Ржавые тяжелые крючья выпали из мяса. Теперь, конечно, дырки на их местах, и гной, куда же без гноя, корка кровавая, сукровица. Но хоть крючья выпали сами по себе (очередной виток на пути к чему-то, по наивности хотел подумать «к освобождению»), я их дергал-дергал так долго, а тут на тебе – сами выпали. Но не забывать о сквозняке, он же все равно пролетает сквозь мои разнесчастные ребра. С моих разнесчастных ребер вчера в лазарете спадали пиявки и лекарские банки, некуда крепить, не на что цеплять, а я дышу, а оно бьется – оба живые, живые, живые.
Invidia[17]
Во время поста церковь «убирает виеллу под скамью» и велит воздерживаться от игры на музыкальных инструментах. Святой Фома вовсе наказывал избегать музыки всегда, ибо она вызывает жгучее наслаждение, способное отвлечь верующего от молитвы. А я шатался коридорами, гулял дворами и пел, пел что есть мочи на пустырях и пел шепотом на мессах – поговаривают, будто у меня появился конкурент. Пятьдесят «Радуйся, Мария» составляют четки, тарелка похлебки, верни мне юношеский задор; радуйся, Мария, благодати полная, верни мою мальчишескую смелость – все сплетничают о высоком храме в Ами. Какой-то Климент, сын архитектора, внук архитектора и правнук, наверное, такого же, выродил у себя в городке диво дивное.

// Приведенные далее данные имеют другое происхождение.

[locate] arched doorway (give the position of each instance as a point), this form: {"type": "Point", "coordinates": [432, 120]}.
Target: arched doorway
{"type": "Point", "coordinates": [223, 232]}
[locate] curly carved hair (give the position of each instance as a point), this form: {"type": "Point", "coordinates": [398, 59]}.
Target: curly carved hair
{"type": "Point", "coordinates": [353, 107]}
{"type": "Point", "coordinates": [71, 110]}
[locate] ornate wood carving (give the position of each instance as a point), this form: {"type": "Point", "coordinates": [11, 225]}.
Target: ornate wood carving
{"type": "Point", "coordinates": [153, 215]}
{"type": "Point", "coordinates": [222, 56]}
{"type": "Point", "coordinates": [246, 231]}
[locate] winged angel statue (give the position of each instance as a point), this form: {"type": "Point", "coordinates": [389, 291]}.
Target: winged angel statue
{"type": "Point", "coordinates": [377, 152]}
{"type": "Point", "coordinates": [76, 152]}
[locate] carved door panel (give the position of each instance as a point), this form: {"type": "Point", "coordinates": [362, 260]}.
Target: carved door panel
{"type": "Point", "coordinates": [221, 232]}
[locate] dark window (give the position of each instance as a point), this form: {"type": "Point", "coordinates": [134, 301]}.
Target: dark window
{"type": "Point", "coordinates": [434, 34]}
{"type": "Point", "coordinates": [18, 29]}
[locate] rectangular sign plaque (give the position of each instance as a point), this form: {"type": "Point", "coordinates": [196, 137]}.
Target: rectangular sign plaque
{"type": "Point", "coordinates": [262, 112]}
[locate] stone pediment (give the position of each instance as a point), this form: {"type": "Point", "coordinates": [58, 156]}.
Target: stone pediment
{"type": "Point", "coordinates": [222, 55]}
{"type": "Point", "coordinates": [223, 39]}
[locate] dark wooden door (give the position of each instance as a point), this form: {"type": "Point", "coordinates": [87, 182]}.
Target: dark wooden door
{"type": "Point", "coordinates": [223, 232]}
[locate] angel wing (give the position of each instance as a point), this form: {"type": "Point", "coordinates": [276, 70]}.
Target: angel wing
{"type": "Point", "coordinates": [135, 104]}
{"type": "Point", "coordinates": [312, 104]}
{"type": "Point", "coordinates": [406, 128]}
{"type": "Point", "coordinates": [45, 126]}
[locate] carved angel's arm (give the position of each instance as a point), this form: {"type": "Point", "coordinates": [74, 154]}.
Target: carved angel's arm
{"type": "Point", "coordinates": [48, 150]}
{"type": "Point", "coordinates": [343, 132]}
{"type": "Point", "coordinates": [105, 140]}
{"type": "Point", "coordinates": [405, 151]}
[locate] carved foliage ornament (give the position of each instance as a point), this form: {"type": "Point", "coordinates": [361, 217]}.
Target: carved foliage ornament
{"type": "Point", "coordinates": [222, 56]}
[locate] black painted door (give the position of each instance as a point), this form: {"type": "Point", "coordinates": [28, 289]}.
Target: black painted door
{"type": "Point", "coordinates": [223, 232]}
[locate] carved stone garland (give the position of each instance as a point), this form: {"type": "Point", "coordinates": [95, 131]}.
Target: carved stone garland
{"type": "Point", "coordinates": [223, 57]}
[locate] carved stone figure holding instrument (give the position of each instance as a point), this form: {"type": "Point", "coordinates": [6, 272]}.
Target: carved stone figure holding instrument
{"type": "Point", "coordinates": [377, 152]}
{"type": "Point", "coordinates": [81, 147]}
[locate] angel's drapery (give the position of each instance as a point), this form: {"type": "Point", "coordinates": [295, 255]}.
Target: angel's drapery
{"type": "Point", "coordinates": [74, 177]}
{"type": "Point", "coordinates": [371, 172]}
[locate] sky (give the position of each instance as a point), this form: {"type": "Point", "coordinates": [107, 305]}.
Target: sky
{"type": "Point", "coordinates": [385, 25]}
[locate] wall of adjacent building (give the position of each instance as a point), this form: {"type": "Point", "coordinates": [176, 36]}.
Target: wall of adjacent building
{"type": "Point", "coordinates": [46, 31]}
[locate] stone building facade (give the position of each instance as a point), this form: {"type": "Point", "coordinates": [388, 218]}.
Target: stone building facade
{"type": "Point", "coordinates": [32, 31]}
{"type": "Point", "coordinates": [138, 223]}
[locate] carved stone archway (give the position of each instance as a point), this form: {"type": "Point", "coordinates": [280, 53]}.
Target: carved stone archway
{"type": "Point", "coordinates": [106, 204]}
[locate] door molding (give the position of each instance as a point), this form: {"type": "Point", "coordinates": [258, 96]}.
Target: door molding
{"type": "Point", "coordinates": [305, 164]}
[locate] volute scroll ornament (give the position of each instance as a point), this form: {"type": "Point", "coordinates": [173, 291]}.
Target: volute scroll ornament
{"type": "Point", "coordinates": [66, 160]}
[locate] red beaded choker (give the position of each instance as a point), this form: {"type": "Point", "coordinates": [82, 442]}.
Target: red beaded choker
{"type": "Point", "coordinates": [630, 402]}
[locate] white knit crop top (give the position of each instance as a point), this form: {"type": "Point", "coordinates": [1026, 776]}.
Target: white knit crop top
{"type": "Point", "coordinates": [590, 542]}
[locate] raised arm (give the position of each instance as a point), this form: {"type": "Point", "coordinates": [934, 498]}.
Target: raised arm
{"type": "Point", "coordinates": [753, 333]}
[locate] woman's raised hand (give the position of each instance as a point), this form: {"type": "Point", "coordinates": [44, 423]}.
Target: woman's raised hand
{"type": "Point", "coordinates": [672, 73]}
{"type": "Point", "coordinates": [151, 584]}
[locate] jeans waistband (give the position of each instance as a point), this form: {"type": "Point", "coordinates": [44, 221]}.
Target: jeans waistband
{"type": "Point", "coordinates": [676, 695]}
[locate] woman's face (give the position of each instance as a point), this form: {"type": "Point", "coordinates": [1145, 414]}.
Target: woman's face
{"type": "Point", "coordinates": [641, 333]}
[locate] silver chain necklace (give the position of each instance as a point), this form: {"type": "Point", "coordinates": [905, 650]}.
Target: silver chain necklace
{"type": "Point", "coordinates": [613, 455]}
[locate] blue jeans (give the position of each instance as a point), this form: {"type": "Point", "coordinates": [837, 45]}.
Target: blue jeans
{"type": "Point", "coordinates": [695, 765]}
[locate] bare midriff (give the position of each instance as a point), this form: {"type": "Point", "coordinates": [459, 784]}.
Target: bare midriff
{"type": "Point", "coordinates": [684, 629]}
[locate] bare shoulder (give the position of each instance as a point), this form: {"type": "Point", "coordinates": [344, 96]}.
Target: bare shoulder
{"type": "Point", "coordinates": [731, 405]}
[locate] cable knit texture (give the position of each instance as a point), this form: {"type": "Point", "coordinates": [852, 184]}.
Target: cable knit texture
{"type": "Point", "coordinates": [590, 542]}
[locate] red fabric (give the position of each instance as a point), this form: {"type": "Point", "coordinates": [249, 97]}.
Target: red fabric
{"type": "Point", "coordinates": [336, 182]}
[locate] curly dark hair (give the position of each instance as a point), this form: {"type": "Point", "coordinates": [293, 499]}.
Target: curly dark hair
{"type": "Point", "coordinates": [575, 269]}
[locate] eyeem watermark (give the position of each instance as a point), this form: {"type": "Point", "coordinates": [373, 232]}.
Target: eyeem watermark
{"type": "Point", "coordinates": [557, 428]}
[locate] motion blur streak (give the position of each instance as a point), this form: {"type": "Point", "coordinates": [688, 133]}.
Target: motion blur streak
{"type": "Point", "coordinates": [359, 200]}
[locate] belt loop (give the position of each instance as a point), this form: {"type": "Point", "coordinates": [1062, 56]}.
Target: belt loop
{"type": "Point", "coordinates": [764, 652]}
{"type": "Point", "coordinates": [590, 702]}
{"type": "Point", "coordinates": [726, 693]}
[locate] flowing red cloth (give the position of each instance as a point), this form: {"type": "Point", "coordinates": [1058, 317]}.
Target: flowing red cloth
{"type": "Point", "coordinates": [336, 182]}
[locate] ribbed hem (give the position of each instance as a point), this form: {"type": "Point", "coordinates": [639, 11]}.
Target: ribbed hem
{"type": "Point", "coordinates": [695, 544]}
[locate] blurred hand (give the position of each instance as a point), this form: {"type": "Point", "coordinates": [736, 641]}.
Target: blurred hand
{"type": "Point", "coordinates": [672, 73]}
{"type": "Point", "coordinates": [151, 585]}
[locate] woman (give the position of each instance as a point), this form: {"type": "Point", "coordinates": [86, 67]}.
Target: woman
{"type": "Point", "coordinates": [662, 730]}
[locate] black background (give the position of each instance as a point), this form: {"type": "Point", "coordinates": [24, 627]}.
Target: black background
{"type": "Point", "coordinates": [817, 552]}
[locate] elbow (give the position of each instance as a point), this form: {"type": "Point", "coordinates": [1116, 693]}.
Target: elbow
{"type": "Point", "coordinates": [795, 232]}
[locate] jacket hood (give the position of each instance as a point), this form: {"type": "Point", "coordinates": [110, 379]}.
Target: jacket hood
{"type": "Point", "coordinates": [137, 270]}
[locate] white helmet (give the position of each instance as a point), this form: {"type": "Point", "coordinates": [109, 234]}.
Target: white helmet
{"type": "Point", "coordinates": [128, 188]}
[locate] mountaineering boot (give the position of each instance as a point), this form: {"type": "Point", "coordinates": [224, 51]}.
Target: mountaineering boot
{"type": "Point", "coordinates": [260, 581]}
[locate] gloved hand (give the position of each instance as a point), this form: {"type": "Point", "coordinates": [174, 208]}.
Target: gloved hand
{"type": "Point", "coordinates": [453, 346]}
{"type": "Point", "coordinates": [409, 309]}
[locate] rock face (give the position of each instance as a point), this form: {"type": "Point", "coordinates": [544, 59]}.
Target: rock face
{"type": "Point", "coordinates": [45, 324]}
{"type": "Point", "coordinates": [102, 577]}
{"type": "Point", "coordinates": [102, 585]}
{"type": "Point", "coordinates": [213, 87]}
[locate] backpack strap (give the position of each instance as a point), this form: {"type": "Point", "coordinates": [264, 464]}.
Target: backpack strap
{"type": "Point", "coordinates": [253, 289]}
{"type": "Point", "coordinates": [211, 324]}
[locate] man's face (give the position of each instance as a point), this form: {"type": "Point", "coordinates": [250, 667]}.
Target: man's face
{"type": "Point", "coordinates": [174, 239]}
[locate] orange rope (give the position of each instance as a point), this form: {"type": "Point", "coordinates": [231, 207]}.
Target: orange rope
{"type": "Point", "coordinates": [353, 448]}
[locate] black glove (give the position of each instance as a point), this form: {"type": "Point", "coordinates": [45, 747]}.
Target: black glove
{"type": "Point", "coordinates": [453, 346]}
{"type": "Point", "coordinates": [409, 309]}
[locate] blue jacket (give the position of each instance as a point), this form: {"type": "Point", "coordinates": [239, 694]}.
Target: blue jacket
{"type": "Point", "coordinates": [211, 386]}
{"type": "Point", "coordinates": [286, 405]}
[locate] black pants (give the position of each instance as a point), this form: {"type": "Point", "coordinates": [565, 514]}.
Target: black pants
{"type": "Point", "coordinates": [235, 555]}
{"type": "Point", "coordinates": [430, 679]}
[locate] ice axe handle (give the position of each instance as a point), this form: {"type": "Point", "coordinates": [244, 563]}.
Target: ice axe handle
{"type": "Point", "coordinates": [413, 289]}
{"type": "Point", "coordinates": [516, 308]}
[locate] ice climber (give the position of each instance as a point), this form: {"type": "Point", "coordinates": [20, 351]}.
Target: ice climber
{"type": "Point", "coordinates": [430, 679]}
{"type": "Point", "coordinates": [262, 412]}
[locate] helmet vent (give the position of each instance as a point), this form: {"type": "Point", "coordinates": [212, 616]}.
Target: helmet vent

Жозеф сказал, будто тот Климент рыжий, как сам дьявол. Рыжие и левши мечены дьяволом. Сам Иуда был рыжим. Все рыжие – предатели, иначе и быть не может, Ave, Maria, gratia plena, dominus tecum!
Мое письмо в Ами трещало от переизбытка «pulcher»[18] и «formosus»[19] – что еще могли сказать о Климентовом соборе. Все у Климента ладится: строители слушаются, король пожаловал награды, приветливая жена и двое деток, таких же рыжих, как он сам. Климент настолько самоуверен, что даже добр ко мне, и приглашает в свой город, в свой дом, к себе в гости, на дружескую беседу. И я не могу ему этого простить. Но, разумеется, все равно собираюсь туда ехать.
И пусть Климент расшибет лоб о мое высокомерие.
Он носил зеленый – цвет любви, я же, как обычно, придерживался синего, символизировавшего верность – мою преданность ремеслу, да и Богородица зачастую изображалась в одеяниях голубого цвета, я почитал его за благословенный. Сочетать зеленый и синий было дурным тоном, вспомни, как в старые добрые времена получил нагоняй за это; сабль и синопль не могли сочетаться вместе ни на одном гербе, мы с Климентом никогда не подружимся.
Моя госпожа не пожелала отправиться в путешествие вместе со мной. Так и не простив измену, Люсия, тем не менее, держалась под боком, слыша, но не слушая (как и все женщины рядом со мной), создавая иллюзию на людях, но окончательно отдалившись дома. Что говорить, ей знать не хотелось о том, что где-то там кто-то выстроил.
А я прибыл в Ами, на ужин к величайшему архитектору всех времен.
* * *
Усадив всех за продолговатым столом, слуги «затрубили воду». Омыв обе свои клешни в душистой, благоухающей лавровым листом чаше, принялся за трапезу. Миски из серебра и резного дерева, белые скатерти, белые салфетки, «неф» с приборами да пряностями. Приглашенный священнослужитель зачитал «Benedicite».
Ужин у Климента
Принесли свинину с уксусом и петрушкой, позже – каплунов и кур, доставленных к столу прямо в воде, в которой они варились, сдобренной побегами винограда. Блюд было великое разнообразие. Мясные пироги с маленькими луковицами, к которым шло миндальное молоко. Заливные щуки и миноги, лини «откинутые» – поджаренные на решетке живыми, рагу из мидий в перце. Сладости: вафельные трубочки, яблочные цукаты, фланы и сладкие пироги с сыром.